Let's see, you've got these one-dimensional bars, and this is a one-dimensional target ray. So if a bar happens to be on this ray, just wiggle it a tiny bit. It's going to come off of that place. This will actually even work in three dimensions. This step. There's an even easier way to do it, is just to rotate this bar. If you rotate this bar, you can basically point the ray wherever you want. And if you look at where that bar is pointing, it's kind of hard to draw the picture but you just have to miss all of these one-dimensional things. So it's very easy to miss.

So let's just assume for now-- we'll kind of see this again in a moment. Assume that this ray happens to be clear. There maybe things that come very close to it. Maybe they go on the backside and then come on the front. But they never-- don't actually touch the ray. Now think about where this bar can go relative to this vertex.

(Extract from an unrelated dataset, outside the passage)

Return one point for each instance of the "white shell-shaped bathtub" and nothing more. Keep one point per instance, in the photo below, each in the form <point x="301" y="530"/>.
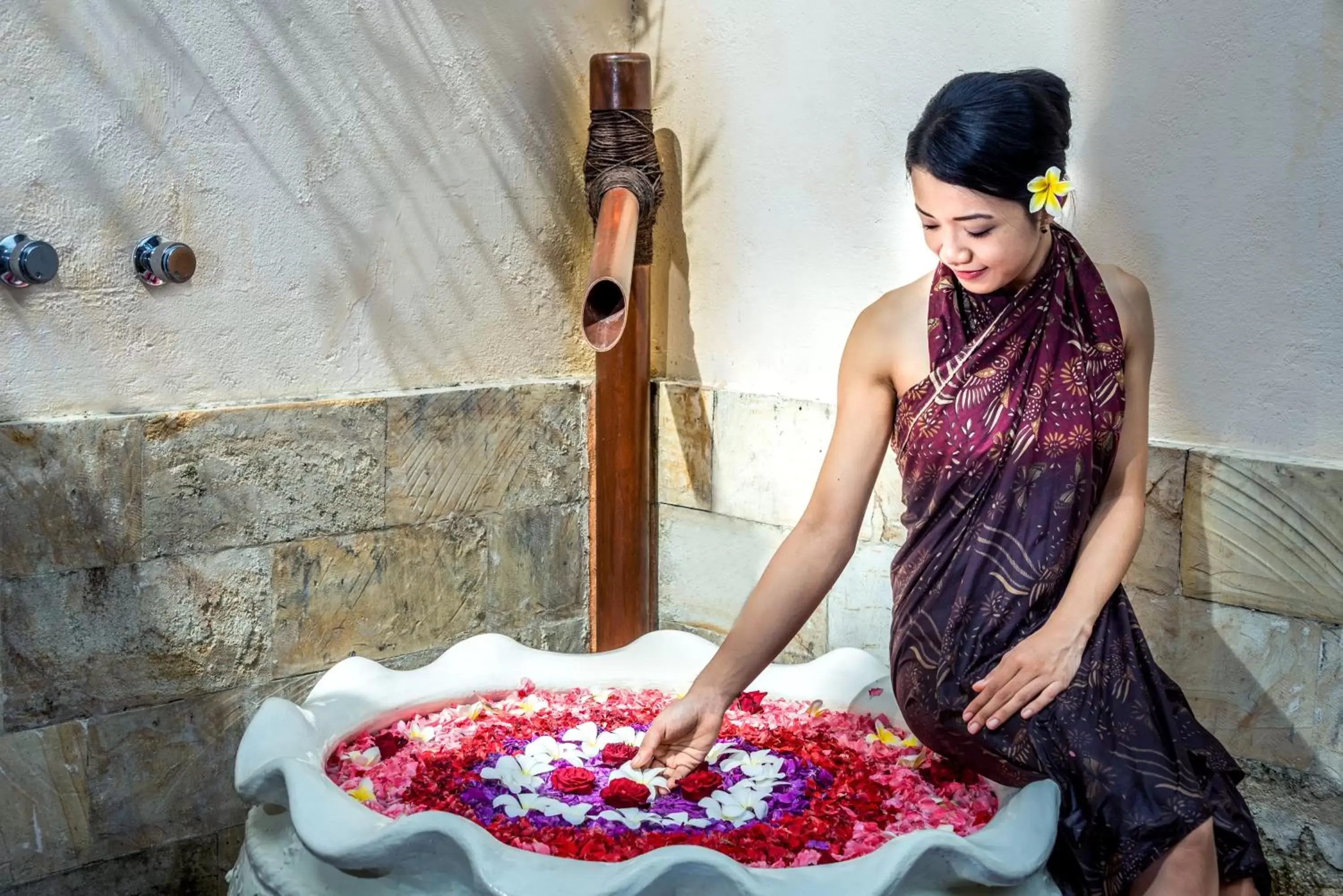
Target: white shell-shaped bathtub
<point x="307" y="836"/>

If I draw a little sphere here, I'm going to draw it initially in three dimensions but really it's in four dimensions. So I have a little sphere. Where this bar is currently, corresponds to a single point on the sphere. I'm currently here. Where I want to be corresponds to another point on the sphere. My goal is to find a path on the sphere that gets to the x. Gets to the buried treasure.

This is essentially treating this as a whole ray. So I don't even care that it's short. If I just imagine it going off to infinity, can I go from position a position b? Now in three dimensions, this is a two-dimensional sphere. And if you look at the obstacles, the things I have to avoid, those correspond to one-dimensional bars here. Which, if you project them onto the sphere, correspond to great circular arcs. So the worry would be-- let me draw them in red, the obstacles. The things that will kill you if you hit them. The worry would be you have what we call a cage, something like this, of one-dimensional obstacles on the sphere that block this x-point. Block the target from the source.

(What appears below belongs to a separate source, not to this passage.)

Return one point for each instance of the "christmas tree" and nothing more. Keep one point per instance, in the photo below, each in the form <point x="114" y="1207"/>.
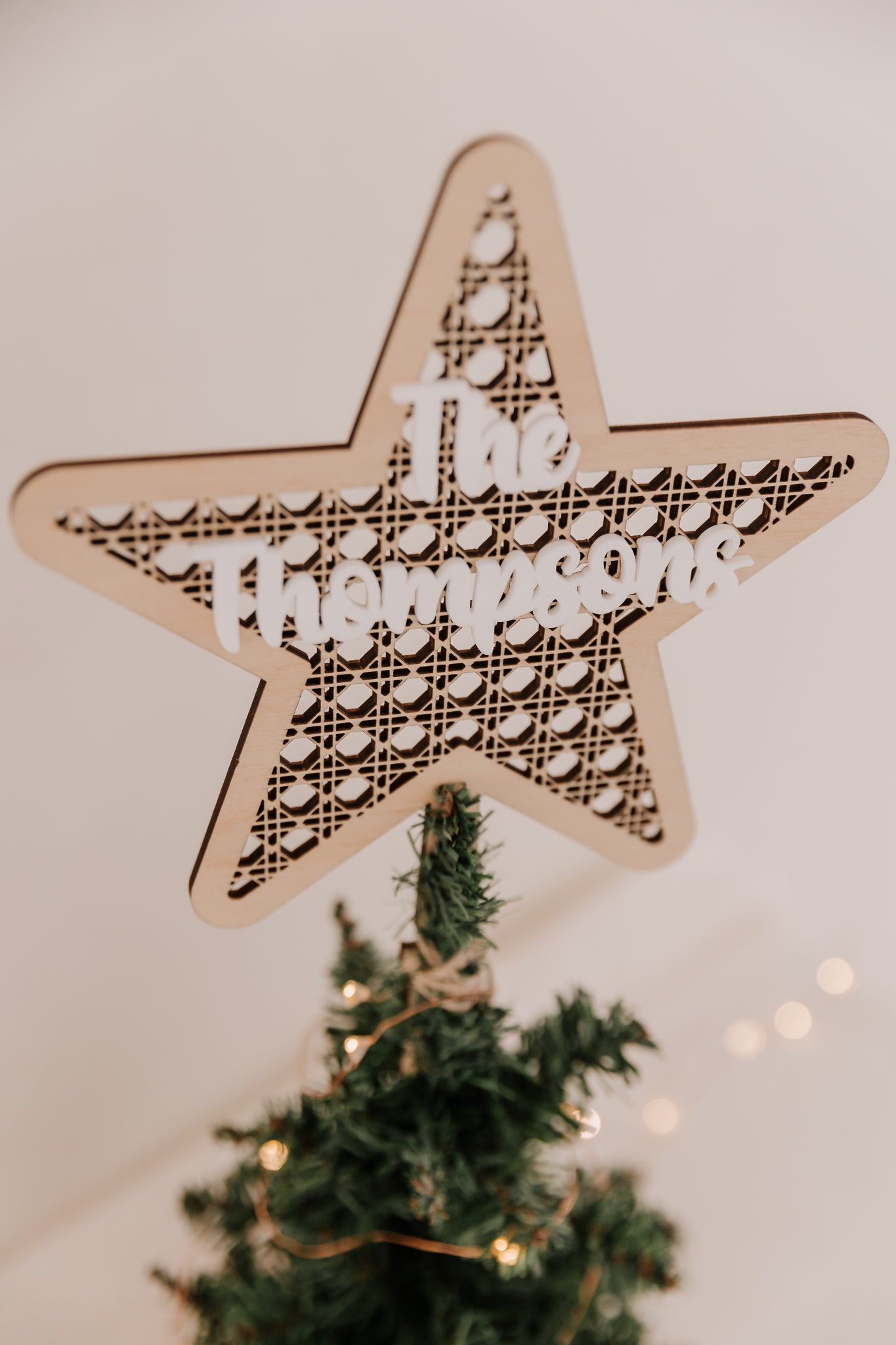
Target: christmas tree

And in 3D this-- if you draw what happens in the knitting needles, this is what happens. You can't move the last link to extend the previous one because one-dimensional barriers are a problem on a two-dimensional sphere because 2 minus 1 equals 1. But on a three-dimensional sphere, if you draw one-dimensional obstacles, they have basically no effect on the sphere. They do not disconnect the surface of a three-dimensional sphere.

Can you see that? [CHUCKLE] The analogy-- if you just keep the difference in dimensions the same-- so we have a three-dimensional sphere versus a one-dimensional obstacle. Let's go down a dimension. You have a two-dimensional sphere and a zero-dimensional obstacle. What's a zero-dimensional obstacle? A point. So imagine you have all these red points which you can't touch. And then you have the initial position and the target position, b. How do you get there? No problem. There's tons of paths.

It's basically the same in four dimensions, just harder to see. You have a three-sphere, which is the boundary of a four-ball. And you have these one-dimensional arcs on it. And they just don't block your way at all because they're so low-dimensional. So that's intuitively why 4D is easy, 5D is also easy, 6D, and so on. Because the obstacles are so tiny. The obstacles remain one-dimensional on this high-dimensional sphere. You can just fix one link at a time. Eventually the whole thing will be straight. Ta-da, 4D!

Any final questions? Yes?

AUDIENCE: Is the situation of folding a surface in four dimensions roughly analogous with folding [INAUDIBLE]?

PROFESSOR: Folding a two-dimensional surface in four dimensions? Definitely, this argument breaks down. And so you can get locked things, there. If you'd asked earlier I could show one example we have of a kind of locked surface. I don't know if there's actually a locked 2D surface in 4D known, though. I suspect there is one. That could be an interesting question to work on. Think about that. All right, see you Thursday.